Sunday, 10 May 2009

Titus Labienus

Fought with Caesar; fought against Caesar (no less than 4 times, came close to defeating him at Ruspina). Gripping Beast riders on A&A horses; more sterling paintwork from Nick Speller.

Saturday, 9 May 2009

Commander of the Armies of the North...

Second in my series of characters, is Maximus, mounted and dismounted. This is a Jim Bowen figure, again painted by Nick Speller. I feel the minis are a little crude, but Nick certainly made a fine job of painting them!

Imaginatively, two out of the four generals in my campaign called themselves Maximus. :-)

Friday, 8 May 2009

Boduognatus of the Nervii


Whilst I'm painting my newly-levied Roman Legion (which is going to take a few weeks), I'll display a series of photos of command stands from my armies.

Thia first depicts Boduognatus, King of the Nervii. I converted the mini from a Foundry German, giving him a Renegade head and making his horse rear slightly.
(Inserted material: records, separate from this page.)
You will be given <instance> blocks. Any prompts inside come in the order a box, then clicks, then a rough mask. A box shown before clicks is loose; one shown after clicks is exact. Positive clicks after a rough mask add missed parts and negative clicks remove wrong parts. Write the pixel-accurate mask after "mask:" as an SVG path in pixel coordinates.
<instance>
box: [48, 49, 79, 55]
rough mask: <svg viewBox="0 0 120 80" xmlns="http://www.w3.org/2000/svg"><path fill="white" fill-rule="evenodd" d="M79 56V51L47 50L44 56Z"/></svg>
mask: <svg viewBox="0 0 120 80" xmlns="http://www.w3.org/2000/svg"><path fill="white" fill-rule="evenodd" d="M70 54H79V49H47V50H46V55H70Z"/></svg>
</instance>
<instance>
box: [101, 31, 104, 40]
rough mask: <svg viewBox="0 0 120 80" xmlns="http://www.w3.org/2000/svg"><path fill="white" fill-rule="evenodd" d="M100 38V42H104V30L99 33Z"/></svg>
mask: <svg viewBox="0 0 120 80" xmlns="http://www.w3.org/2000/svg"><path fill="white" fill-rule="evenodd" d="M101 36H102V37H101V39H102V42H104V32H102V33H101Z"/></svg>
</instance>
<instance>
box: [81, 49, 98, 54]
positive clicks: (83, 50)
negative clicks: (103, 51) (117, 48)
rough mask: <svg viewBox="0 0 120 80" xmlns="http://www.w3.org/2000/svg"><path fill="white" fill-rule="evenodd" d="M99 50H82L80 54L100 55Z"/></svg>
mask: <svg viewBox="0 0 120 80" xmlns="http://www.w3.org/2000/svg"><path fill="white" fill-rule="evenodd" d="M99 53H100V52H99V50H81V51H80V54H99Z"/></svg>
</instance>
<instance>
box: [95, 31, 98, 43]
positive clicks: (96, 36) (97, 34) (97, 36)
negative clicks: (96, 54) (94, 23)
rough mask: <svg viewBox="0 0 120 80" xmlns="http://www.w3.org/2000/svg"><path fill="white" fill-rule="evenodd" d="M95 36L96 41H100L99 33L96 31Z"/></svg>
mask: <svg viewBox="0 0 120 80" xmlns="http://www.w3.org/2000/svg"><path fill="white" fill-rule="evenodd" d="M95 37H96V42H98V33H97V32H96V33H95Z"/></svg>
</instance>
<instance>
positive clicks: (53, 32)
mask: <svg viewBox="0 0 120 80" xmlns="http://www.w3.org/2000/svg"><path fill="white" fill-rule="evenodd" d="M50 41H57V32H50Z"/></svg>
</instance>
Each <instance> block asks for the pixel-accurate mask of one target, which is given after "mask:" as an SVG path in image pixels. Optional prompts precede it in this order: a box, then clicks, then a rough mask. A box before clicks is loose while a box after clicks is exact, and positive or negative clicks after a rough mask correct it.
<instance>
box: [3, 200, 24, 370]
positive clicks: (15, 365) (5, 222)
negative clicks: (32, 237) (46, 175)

Nick Speller painted him beautifully, and I based him. He usually commands my Gallic cavalry wing.

Wednesday, 6 May 2009

Legions of the Planned...

Last year I settled on a structure of 24 minis to the Cohort (1:20 representational scale). However, it has been becoming clear to me that I also want a structure that will enable me to field battles with up to ten Legions to a side. With ten Cohorts, and 240 minis to each Legion, I’m clearly never going to have ten of them!

So I’ve decided to create a parallel structure, with smaller Legions of 51 minis; a 3 mini command stand and 2 x 24s.

This should be fairly straightforward to do. The main implication is that I’ll need to paint 3 extra Cohorts to match “odd” cohorts, like the blue Caesarians I posted recently. I'll also need an additional half a dozen command stands, with shield designs matching the legions. Then I should be able to field 10 of the smaller "legions"... which would mean that I could field the OOB for Caesar's larger Gallic War battles (or one side of a big Civil War battles). I think it’s do-able…

Monday, 4 May 2009

Coh. II Gallorum Eq.

Hi, this is the latest unit to join my legions; the 2nd Cohort of Gallic auxiliary infantry, originally raised in Lugdunum (Lyon) during the reign of Augustus. The unit served for part of its life in the Roman army in lower Germania, fought in the 69AD civil war, and later ended up in Britannia. The unit still lacks its mounted component (6 cavalrymen), which I'll have to sort out later.

I bought these minis, painted, on eBay, and then substantially repainted and rebased them. They are all Black Tree figures; I think that the BTD Auxilia are really nicely sculpted. If you like these, you might like to see my other (Foundry) Auxiliary Cohort:- http://bigredbat.blogspot.com/search?updated-max=2009-01-22T07%3A57%3A00-08%3A00&max-results=7

Friday, 1 May 2009

First Cohort

This is the first installment of the first cohort of my EIR legion; eventually it will have 10 stands (each stand represents a century). The figures are from BTD (although the command are from Foundry and Crusader)- not the world's greatest sculpts, but they made a pleasing change to paint from the scores of Saleh EIRs I've painted previously. I replaced the BTD shields with Foundrys, because these are a better shape IMHO. The BTDs are a mm or two taller, which seems appropriate for the first cohort!

Here's a comparison shot of the BTDs next to some Saleh Foundrys. I have 6 cohorts of the latter completed, which puts me slightly over 2/3 of the way towards completing the legion (42 out of 64 legionary stands).

Tuesday, 28 April 2009

Battle of Asculum AAR

Tonight, a nearly full muster of the Muswell Militia, refought the second day of Asculum 279BC, using the C&C Ancients rules and Ian's (Donnington Roman and Xyston Macedonian) 15mm figures.

Below is the deployment. The Romans on the left were led by Ian and George, and the Italian Greeks and Macedonians by myself as Phyrrhus, with Chris and Dr Simon on the wings.


We Macedonians launched two stonking attacks, which should have worked.... honestly. Our first was a rush forwards by the pike phalanx in the left centre, which recoiled under a hail of pila, after failing to make any impact on the Roman line (presumably the Tarentines had failed to take to the pike). The second was a "mounted charge" on both wings with elephants and cavalry (below), which were both smashed by lucky counter attacks by the Roman cavalry.


The final shot, below, shows the situation late in the game. The Romans remorselessly ground us down to a 12:10 "Phyrric defeat".


A simple but thoroughly enjoyable game; I hope we'll play it again, sometime.